Panoramica
Con il termine "rete fantasma" si indica una rete da pesca che è stata persa o abbandonata e che continua a svolgere le sue funzioni letali in mare. Questi materiali possono galleggiare liberamente in alto mare o rimanere impigliati su un scoglio o su altre strutture sommerse e affioranti. Spesso vengono ritrovate a chilometri di distanza dal punto in cui sono state disperse, trasportate dalle correnti e dal vento lungo il mare.
Caratteristiche e meccanismi
Le reti sono progettate per intrappolare organismi: quando vengono lasciate senza controllo entrano in un processo chiamato "ghost fishing", cioè continuano a catturare pesci e altri animali, spesso con sofferenza e morte prolungata. Poiché la maggior parte delle reti moderne è fatta di fibre sintetiche, in particolare plastica, si degradano molto lentamente e frammentano in microplastiche. Durante la degradazione e l'esposizione prolungata possono venire rilasciate o concentrare sostanze tossiche presenti nell'ambiente.
Storia, scala del fenomeno e aree critiche
Il problema è noto da decenni, ma studi recenti hanno quantificato meglio l'entità del fenomeno. In particolare, ricerche su vaste concentrazioni di rifiuti marini hanno indicato che grandi accumuli galleggianti non sono costituiti soltanto da piccoli oggetti di consumo, ma includono una quota significativa di attrezzi da pesca persi o abbandonati.
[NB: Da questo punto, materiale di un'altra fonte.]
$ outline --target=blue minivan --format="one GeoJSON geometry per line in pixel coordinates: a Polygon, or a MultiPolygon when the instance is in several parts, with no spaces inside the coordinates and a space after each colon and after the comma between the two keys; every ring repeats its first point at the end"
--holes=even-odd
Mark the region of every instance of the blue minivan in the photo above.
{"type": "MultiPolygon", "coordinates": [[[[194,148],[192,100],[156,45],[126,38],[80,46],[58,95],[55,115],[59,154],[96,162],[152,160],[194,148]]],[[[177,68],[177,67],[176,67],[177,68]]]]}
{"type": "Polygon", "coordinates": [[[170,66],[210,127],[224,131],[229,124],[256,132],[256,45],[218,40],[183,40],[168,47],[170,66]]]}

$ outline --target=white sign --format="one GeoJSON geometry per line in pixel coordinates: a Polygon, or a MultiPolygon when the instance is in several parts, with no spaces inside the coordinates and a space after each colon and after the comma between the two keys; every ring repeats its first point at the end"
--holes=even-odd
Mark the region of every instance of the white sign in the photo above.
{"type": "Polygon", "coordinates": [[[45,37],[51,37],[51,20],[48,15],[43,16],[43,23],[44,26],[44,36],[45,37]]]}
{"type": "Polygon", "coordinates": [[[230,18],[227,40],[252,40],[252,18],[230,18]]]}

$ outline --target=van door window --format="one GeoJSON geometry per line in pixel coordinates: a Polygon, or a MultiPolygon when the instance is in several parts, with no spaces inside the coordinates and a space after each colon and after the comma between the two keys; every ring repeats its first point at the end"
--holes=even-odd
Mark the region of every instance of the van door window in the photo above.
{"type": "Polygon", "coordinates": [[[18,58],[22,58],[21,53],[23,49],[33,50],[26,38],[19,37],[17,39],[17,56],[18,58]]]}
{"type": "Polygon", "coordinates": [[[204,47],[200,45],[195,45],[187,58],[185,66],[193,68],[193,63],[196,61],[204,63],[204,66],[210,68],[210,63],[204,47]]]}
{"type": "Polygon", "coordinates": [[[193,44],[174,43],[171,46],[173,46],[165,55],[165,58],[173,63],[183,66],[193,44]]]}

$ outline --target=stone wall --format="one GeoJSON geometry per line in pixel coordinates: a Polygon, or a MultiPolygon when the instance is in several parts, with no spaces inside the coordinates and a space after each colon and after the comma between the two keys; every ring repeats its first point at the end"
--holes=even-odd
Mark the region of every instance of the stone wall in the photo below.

Un esempio spesso citato è l'enorme chiazza di rifiuti che si forma nell'Oceano Pacifico, dove alcuni studi hanno evidenziato che molte componenti sono reti e altro materiale da pesca raccolto insieme ai detriti.
Impatto ambientale ed ecologico
- Ghost fishing: mortalità diretta di specie target e non target.
- Trasmissione di microplastiche e accumulo di sostanze inquinanti lungo la catena alimentare.
- Danno agli habitat bentonici quando le reti si depositano sui fondali, soffocando praterie di fanerogame marine e barriere coralline.
- Rischio per specie protette come tartarughe, mammiferi marini e uccelli.
Prevenzione, rimozione e buone pratiche
Le strategie per ridurre l'impatto delle reti fantasma includono il miglioramento della gestione degli attrezzi (marcatura, sistemi di recupero), lo sviluppo di materiali degradabili, campagne di raccolta e programmi di rimozione attuati da ONG e autorità locali. Tecnologie come sorveglianza via satellite, monitoraggio AIS delle imbarcazioni e dispositivi di localizzazione sui sistemi di pesca aiutano a prevenire la perdita e a individuare i relitti galleggianti. Norme e accordi nazionali e regionali promuovono pratiche responsabili e la registrazione delle perdite di attrezzi.
Note e considerazioni finali
Il fenomeno delle reti fantasma è un esempio di inquinamento che unisce aspetti biologici, chimici e socioeconomici: la soluzione richiede azioni coordinate tra pescatori, industrie, governi e società civile. Interventi efficaci combinano prevenzione, innovazione nei materiali e programmi di recupero sul campo. Per approfondire aspetti tecnici, politiche e progetti di recupero consultare risorse specializzate e rapporti scientifici disponibili online: risorse su specie catturate, studi sulla fauna impattata e analisi su microplastiche e plastica. Altre informazioni utili si trovano su pagine dedicate a inquinanti tossici, raccolte di grandi mucchi di plastica e mappe del materiale da pesca disperso.
Per segnalare reti fantasma visibili dalla costa o per partecipare a campagne di rimozione, rivolgersi alle autorità marittime locali o a organizzazioni ambientali impegnate sul campo. La riduzione della perdita di attrezzi è una delle azioni concrete per proteggere gli ecosistemi marini e le comunità che da essi dipendono.